Bubbletrons: Ultrahigh-Energy Particle Collisions and Heavy Dark Matter at Phase Transitions

TL;DR

This paper introduces 'bubbletrons', ultra-high-energy particle collisions at phase transition bubble walls, linking them to potential dark matter production and gravitational wave signals across a wide frequency spectrum.

Contribution

It proposes the concept of bubbletrons, calculates the maximum dark matter mass they can produce, and explores their connection to gravitational wave signals from cosmological phase transitions.

Findings

Maximum dark matter mass ranges from 10^5 to 10^15 GeV depending on phase transition scale.

Bubbletrons can produce ultra-high-energy particles during cosmological phase transitions.
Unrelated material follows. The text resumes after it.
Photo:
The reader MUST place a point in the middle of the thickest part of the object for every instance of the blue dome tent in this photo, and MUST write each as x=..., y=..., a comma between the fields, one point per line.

Gravitational waves from bubbletrons span from nanohertz to megahertz frequencies.

Abstract

We initiate the study of `bubbletrons', by which we mean ultra-high-energy collisions of the particle shells that generically form at the walls of relativistic bubbles in cosmological first-order phase transitions (PT). As an application, we calculate the maximal dark matter mass $M_{DM}$ that bubbletrons can produce in a $U(1)$ gauge PT, finding $M_{DM} \sim 10^5/10^{11}/10^{15}$ GeV for PT scales $v_\phi \sim 10^{-2}/10^3/10^9$ GeV. Bubbletrons realise a novel link between ultra-high-energy phenomena and gravitational waves (GW) sourced at the PT, from nanohertz to megahertz frequencies.